Na visão de Aury Lopes Junior, a crise de identidade entre as figuras da jurisdição criminal é uma das principais responsáveis pela crise atual do sistema. O criminalista aponta que a punição é necessária, uma característica da civilização. É preciso, contudo, observar as “regras do jogo”. Enquanto de um lado se tem uma Constituição democrática, do outro se vê um “Cógido de Processo Penal autoritário e fascista”. No meio, um juiz que não compreende qual é seu papel dentro do processo penal. 

Numa estrutura democrática acusatória, segundo Lopes Junior, o juiz fica afastado da arena das partes. Em uma estrutura inquisitória e autoritária, no entanto, o magistrado está em outro lugar, deslocado da natureza de sua função. “O problema no Brasil é que a gente não consegue romper com isso, para caminhar rumo ao processo penal acusatório que está desenhado pela Constituição”, diz. 

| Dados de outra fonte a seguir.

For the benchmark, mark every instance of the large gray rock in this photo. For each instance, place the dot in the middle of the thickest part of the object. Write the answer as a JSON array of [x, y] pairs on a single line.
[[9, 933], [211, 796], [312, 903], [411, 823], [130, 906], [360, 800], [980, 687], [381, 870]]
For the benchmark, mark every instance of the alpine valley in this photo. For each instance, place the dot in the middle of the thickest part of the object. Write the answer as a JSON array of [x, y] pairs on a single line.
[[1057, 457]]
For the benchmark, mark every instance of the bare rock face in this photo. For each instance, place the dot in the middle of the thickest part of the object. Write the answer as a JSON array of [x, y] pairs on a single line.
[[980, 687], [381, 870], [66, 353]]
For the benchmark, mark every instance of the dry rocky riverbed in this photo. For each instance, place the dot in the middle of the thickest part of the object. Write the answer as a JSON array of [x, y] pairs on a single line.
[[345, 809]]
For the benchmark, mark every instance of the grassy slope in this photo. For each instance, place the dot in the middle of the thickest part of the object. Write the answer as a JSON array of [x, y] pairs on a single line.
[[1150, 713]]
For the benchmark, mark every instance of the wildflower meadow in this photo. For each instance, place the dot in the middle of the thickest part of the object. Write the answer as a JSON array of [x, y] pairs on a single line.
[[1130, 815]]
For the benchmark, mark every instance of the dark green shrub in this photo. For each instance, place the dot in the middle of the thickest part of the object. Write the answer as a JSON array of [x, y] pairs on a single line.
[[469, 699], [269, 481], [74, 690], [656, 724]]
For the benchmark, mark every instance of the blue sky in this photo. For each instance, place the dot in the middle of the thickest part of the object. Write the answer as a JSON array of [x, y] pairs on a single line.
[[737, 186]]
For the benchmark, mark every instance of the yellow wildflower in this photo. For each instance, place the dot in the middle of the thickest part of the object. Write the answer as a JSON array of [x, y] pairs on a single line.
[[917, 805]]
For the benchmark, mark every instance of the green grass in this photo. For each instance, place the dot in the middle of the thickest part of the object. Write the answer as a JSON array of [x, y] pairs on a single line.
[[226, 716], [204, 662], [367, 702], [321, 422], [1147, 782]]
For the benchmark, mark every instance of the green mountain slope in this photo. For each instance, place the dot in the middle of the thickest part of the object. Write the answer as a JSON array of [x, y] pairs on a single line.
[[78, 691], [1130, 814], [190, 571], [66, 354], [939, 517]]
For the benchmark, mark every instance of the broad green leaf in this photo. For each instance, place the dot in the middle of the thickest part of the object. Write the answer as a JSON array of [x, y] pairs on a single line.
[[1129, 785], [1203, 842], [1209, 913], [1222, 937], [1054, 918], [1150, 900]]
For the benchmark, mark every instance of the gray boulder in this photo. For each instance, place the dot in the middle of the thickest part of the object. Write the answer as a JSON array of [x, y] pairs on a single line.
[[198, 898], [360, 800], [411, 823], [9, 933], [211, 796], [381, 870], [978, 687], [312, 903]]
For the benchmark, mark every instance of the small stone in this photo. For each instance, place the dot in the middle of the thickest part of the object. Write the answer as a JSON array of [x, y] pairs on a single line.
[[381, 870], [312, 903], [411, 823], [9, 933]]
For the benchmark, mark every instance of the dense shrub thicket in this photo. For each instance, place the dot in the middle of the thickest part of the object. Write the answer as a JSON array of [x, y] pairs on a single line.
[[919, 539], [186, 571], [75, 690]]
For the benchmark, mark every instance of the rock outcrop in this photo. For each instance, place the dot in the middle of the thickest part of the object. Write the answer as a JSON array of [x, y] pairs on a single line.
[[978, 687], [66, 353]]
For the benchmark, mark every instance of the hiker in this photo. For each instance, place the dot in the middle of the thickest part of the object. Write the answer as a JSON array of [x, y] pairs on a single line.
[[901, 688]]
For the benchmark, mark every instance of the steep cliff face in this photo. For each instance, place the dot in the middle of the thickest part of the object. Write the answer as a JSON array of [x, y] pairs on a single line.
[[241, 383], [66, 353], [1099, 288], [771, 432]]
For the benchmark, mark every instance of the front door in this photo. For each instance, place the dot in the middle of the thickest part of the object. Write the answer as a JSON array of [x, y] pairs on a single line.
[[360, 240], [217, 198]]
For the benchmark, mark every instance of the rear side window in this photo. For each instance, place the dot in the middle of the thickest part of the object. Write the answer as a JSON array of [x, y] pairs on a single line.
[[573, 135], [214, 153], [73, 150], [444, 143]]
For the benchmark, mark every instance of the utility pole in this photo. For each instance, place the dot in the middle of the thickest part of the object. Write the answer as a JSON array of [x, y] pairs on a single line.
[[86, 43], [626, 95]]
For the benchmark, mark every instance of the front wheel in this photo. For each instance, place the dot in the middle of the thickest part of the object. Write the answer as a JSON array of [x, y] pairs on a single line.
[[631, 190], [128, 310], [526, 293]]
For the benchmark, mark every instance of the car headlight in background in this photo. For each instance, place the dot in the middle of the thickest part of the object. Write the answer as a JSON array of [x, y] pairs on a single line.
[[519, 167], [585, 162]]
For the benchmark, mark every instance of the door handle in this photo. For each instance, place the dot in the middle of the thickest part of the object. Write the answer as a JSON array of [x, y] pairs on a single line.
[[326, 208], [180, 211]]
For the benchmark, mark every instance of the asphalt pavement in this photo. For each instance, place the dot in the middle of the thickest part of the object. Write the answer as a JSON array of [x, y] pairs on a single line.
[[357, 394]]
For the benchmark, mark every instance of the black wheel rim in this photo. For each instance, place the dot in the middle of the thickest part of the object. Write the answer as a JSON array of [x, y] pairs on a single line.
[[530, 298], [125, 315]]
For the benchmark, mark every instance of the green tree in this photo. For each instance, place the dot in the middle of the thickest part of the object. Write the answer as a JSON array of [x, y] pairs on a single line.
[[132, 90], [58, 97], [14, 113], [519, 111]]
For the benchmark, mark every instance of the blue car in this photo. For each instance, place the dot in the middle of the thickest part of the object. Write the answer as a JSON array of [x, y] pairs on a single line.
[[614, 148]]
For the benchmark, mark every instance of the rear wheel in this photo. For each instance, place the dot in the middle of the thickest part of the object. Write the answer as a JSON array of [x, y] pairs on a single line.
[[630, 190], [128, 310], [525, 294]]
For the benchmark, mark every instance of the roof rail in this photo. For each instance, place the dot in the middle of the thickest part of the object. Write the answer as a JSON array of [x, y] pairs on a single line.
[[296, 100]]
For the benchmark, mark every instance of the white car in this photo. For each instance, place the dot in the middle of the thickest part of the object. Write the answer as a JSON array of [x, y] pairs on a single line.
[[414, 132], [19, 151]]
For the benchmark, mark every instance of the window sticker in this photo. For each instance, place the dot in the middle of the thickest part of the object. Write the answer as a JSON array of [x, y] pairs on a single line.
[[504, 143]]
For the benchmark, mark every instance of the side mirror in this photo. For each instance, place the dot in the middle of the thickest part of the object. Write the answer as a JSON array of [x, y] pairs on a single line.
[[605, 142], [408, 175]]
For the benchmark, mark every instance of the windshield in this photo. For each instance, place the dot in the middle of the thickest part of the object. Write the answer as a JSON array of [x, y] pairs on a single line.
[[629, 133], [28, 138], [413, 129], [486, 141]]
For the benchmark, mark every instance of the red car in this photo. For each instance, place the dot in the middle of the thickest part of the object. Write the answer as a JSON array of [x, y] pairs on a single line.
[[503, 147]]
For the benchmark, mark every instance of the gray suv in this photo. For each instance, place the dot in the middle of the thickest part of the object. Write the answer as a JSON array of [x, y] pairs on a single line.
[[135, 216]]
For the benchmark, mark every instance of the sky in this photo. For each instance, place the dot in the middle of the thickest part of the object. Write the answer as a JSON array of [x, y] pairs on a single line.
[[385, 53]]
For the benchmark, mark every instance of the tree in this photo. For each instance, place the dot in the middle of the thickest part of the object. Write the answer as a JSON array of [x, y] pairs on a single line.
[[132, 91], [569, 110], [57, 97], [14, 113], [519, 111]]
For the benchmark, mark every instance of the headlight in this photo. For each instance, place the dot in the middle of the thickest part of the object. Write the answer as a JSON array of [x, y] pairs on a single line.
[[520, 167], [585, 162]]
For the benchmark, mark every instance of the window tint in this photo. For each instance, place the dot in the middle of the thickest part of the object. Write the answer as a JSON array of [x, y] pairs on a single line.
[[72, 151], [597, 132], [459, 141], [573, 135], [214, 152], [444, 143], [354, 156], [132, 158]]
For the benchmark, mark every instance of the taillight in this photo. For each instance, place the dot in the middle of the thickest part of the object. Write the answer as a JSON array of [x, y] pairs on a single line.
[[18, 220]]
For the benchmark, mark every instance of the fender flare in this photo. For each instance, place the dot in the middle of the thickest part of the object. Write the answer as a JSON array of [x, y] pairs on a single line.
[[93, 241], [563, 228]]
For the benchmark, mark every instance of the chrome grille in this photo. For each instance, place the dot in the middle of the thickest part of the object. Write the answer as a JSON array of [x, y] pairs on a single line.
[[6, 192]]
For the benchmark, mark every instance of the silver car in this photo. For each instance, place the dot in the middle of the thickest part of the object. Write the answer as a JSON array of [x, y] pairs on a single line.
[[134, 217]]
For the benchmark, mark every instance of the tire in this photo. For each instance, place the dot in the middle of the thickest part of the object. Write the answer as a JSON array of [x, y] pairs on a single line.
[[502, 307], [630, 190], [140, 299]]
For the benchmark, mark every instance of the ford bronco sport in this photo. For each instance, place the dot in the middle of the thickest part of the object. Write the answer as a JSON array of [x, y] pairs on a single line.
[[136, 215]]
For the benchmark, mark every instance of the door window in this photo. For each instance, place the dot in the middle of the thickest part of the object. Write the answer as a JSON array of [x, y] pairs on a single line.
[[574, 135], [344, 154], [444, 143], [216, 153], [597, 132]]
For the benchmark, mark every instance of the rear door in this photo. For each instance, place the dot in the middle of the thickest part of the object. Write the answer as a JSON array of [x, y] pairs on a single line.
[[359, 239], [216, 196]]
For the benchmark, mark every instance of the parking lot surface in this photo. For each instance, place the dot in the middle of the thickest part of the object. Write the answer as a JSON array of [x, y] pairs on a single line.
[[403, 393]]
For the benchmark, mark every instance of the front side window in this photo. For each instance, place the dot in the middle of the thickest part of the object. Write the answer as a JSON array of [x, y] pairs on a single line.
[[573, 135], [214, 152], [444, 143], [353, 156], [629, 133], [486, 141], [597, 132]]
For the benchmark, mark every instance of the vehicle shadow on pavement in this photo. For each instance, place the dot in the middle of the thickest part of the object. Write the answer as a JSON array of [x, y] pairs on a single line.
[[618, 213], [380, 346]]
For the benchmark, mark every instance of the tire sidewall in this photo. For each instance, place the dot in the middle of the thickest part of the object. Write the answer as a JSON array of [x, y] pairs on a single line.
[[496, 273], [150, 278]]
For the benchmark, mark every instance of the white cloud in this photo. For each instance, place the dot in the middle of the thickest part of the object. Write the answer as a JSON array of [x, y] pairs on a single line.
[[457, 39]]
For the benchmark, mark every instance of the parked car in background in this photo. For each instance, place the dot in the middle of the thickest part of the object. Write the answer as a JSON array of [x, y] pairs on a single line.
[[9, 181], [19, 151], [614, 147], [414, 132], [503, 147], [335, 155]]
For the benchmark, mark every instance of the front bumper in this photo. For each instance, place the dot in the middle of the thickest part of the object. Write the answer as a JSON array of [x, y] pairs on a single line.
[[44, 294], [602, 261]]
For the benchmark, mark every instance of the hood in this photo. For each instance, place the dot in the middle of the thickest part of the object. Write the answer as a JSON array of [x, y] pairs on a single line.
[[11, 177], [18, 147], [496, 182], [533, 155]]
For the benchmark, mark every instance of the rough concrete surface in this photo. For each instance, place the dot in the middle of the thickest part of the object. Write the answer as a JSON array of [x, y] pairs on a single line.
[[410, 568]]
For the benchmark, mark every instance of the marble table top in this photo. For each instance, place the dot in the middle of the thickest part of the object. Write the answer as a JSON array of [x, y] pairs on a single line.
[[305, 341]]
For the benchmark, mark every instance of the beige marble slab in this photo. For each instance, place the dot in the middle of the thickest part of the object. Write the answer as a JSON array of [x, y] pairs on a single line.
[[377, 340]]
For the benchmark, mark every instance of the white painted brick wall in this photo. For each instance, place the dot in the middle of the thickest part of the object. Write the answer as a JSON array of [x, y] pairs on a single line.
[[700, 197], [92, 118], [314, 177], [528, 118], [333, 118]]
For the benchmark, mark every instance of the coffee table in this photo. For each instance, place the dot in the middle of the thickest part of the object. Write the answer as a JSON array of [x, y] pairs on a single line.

O que se observa, muitas vezes, é um magistrado que entra no processo já com a imagem mental formada e sem originalidade cognitiva, ou seja, na maioria das vezes a tendência é pender para o lado da acusação. 

Ativismo abusivo 

Outro a participar do simpósio foi o professor aposentado da Universidade Federal do Paraná (UFPR) René Ariel Dotti, que enalteceu a Constituição Federal e criticou os pedidos de intervenção militar às vésperas de uma eleição democrática. Foi muito aplaudido pelo público. 

Dotti afirmou que o fenômeno do ativismo judicial se choca com os papéis do Poder Legislativo e do Poder Executivo, pois consiste em uma interpretação das normas jurídicas de acordo com as convicções pessoais do magistrado, embora com fundamento em valores substanciais ancorados na Constituição. 

O jurista afirmou ser contra também o ativismo que estabelece restrição da garantia da presunção de inocência, que é uma das cláusulas pétreas da Constituição Federal. Defendeu, ainda, a instituição do habeas corpus. Para Dotti, são impetrados muitos habeas corpus porque são praticadas inúmeras ilegalidades pelo Poder Judiciário. 

“O habeas corpus foi considerado pelo STF como um instrumento de retardamento das ações penais, que também considerou que os processos demoravam muito em função de recursos protelatórios de advogados muito bem remunerados. Os advogados devem reagir a esse tipo de acusação, sem nenhum fundamento, porque é direito de toda pessoa recorrer até a instância suprema para a defesa dos seus direitos fundamentais”, observou. 

O professor também se mostrou favorável ao fim do foro privilegiado para todas as autoridades, com exceção dos presidentes dos três Poderes federais. O instituto seria, ao ver de Dotti, o grande responsável pela estatística gritante da impunidade no Brasil.